DevOps defines 8 capabilities that cover most of the important aspects for ensuring successful DevOps in practices, these capacities are:
- Continuous Planning
- Continuous Integration
- Continuous Delivery
- Continuous Operations
- Continuous Quality
- Continuous Security
- Continuous Collaboration
- Continuous Improvement
Continuous Planning
This ensures that planning for software releases is not something fixed and can change by time according to the delivered value. During the planning, all team members are actually involved in planning the work that needs to be delivered, prioritizing what is important to be in the next release or sprint. This capability including its practices is the best fit with Agile methodology to ensure incremental value creation through sprints.
Continuous Integration
The main idea of continuous integration is to minimize the time between code developed by one of the team members to be integrated with the main code repository for the whole software. So, each team member is integrating his/her work more frequently.
The benefits from that are huge, for example, ensuring that actually, the code is working with other components, nothing is broken, minimizing the bugs and errors that can be found during the code integration process, also minimizing the time to recover from issues as well, and other benefits too.
Continuous Delivery
It is mainly the frequency of software releases after the testing to be deployed to the production for usage by the end-users.
Most of us can relate this experience with massive daily updates in mobile applications, each day, I found at least 5 to 10 apps need an update. This implies how those applications’ owners are rapidly adding daily new features and enhancements to their applications.
Most of the legacy systems require manual deployment steps and if one step fails, it may require repeating the whole time-consuming process and it was a nightmare for the operations team and can take days and maintenance notice for customers which disrupts the business and harms companies revenue and in most cases produces huge losses.
When the final production deployment step needs to be triggered manually, we call this a Continuous Delivery, if the production deployment is automated without manual triggers and through automated pipelines, we call that a continuous deployment.
Continuous Quality
This capability needs an entire culture shift in how the organization is managing the software quality, it is about instead of assuring quality to continuous quality by not waiting until the acceptance test to ensure quality but embedding the quality early in the process which is known as Shifting left quality. This left-shift does not mean that we will not perform the normal testing process but it is important to balance them and start early in the process by ensuring requirements quality, code quality, and test automation across all types of testing, for example, unit, integration, system, regression, …etc.
Using a framework like Test Driven Development can enhance the quality of written code and also ensure that the requirements and user stories are testable. This will require also shared quality responsibilities between teams not only the testing team, so the quality is becoming each team member’s job.
Continuous Operations
Continuous operations is a capability to make sure that the organization is avoiding system downtime and outages due to any issue, fault, or damage. How will the system be resilient and reliable to be used? And how to maintain the system without affecting its operations and usage from the end-user.

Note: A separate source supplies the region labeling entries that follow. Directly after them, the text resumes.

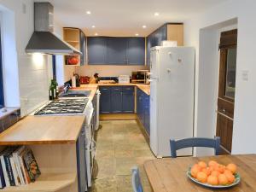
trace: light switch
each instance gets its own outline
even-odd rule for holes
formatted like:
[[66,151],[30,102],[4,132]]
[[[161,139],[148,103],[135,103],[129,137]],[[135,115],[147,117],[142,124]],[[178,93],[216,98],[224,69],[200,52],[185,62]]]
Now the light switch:
[[241,72],[241,79],[244,81],[248,81],[248,79],[249,79],[249,71],[243,70]]

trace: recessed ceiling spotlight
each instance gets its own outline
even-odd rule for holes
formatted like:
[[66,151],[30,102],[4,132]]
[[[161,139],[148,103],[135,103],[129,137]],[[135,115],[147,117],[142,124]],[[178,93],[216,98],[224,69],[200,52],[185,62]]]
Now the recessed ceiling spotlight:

Updates from operating systems, security patches, and integration services are almost changing every day. Managing these kinds of updates with even new deployments are important to ensure system availability without interruption. Technologies like cloud computing helped in achieving that.
Some important practices to achieve this capability are auto-failover, applications monitoring, and auto-scaling. Blue/green deployment is one of the famous practices to prevent having any downtime while upgrading or maintaining the system.
Continuous Security
The secure development life cycle is more important than ever, similar to the quality the security requires also a mindset shift and to become each role responsibility. This also needs to shift these security procedures, standards, policies, and assurance to the left of the life cycle. So, not having the security testing and code scanning at the end of the development.
Now, many tools can detect vulnerabilities in code while developing to highlight any security risks and ensure that the security policies and standards are followed. Not only that but even how to design the system from architecture, used technology, infrastructure, and data to be secured.
Continuous Collaboration
As we saw earlier that having all of these capabilities in place, will need strong team collaboration and alignment, from planning, testing, deployment, operations, …etc. to create this harmony. Most of the DevOps tools are now equipped with different collaboration tools and can integrate with other tools.
the collaboration on planning, task assignment, providing wikis for teams for the faster onboarding process. This will enable the involved team members to respond to the required changes even faster and prompt the interactions between them.
Continuous Improvement
Improvements are always required and most of the time, the team is very busy to pause and take some time to think about what needs to be improved.
So, this capability is important for the team to look over all the processes and practices used and spot what needs to be improved. Without proper measurement, you will not know exactly what needs improvement, so Defining proper metrics is important for continuous improvement.